Assim, data venia, são descabidos os recursos que buscam anular acordos homologados, quando estes atendem ao disposto no art. 43, parágrafo único da lei nº 8.212/91, porque, como salientado, a inicial não cria qualquer direito para a previdência social.
Situação distinta é aquela em que as partes não discriminam as parcelas ou superestimam valores de parcelas indenizatórias, apenas para não recolherem a contribuição previdenciária. Neste caso não se trata de anular a sentença homologatória do acordo porque este produzirá, sim, os efeitos em relação às partes acordantes. No entanto, como bem esclarece o parágrafo único do art. 831, da CLT, o acordo homologado não produz para a previdência social o efeito da coisa julgada. Logo, deve o juiz, de ofício, declarar a incorreção e determinar o recolhimento da contribuição sobre o total conciliado e, não o fazendo, legítima é a irresignação do órgão previdenciário, que, aí sim, deverá interpor o recurso cabível de sorte a ver assegurado o seu direito.
Tal entendimento tem sido relativamente pacífico na jurisprudência. A controvérsia maior ocorre quando o acordo é firmado após o trânsito em julgado da decisão judicial.
Como já anteriormente registrado, o termo de conciliação judicial vale como decisão irrecorrível para as partes. No entanto, não produz igual efeito para a previdência social.
Surge, então, a polêmica: Se a decisão judicial transitada em julgado deferiu ao autor parcelas salariais e indenizatórias, e na petição de acordo as partes discriminam apenas parcelas indenizatórias, ou não incluíram, em sua totalidade, as parcelas salariais deferidas, sobre quais parcelas deverá incidir a contribuição previdenciária, as deferidas na sentença ou as constantes do acordo?

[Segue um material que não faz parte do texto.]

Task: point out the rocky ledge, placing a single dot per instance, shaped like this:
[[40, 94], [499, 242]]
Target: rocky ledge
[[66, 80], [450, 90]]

A jurisprudência não é pacífica no particular. Isto porque, como já ressaltado anteriormente, o art. 28 da Lei nº 8.212/91, com a redação que lhe foi atribuída pela lei nº 9.528/97, fez incluir como salário de contribuição as parcelas devidas. Assim, uma considerável gama de julgadores entende que se a parcela foi reconhecida como devida em decisão transitada em julgado, ainda que não venha a ser paga ao autor da ação, porque este, no exercício de uma faculdade, dela abriu mão ao conciliar, não retira da previdência social o direito de receber o valor da contribuição social sobre ela incidente.
Entretanto, julgadores existem, e nestes me incluo juntamente com os componentes da Turma julgadora na qual estou a atuar, que entendem não haver para a previdência direito ao recolhimento sobre as parcelas deferidas na sentença, devendo este incidir sobre as parcelas salariais discriminadas no acordo. Tal entendimento decorre da interpretação sistemática da norma, e se fundamenta em duas premissas a saber: 1ª) O art. 28, I, da Lei nº 8.212/91 amplia o que se encontra expressamente limitado pelo art. 195, I, a, da Constituição Federal; 2ª) Em se tratando de crédito decorrente de demanda judicial, o dispositivo legal que criou o direito, art 43 da lei nº 8.212/91, é o mesmo que limita a base de incidência ao estabelecer que a contribuição é devida nas ações de que resultar pagamento de direitos sujeitos à contribuição previdenciária. Assim, o fato do crédito ser devido ainda não gera para a previdência qualquer direito. Este só existe se houver pagamento.
De tudo quanto exposto conclui-se que:
1º) A petição inicial não constitui fato gerador do crédito à contribuição previdenciária fixado no art. 43 da Lei nº 8.212/91;
2º) As partes podem incluir no acordo apenas algumas das parcelas postuladas, devendo discriminá-las de forma objetiva e indicando os efetivos valores;
3º) O fato gerador da contribuição previdenciária é o pagamento de parcela fixada na decisão ou acordo que constitua salário de contribuição;
4º) A contribuição previdenciária incidirá apenas sobre as parcelas salariais discriminadas no acordo e pagas em decorrência deste.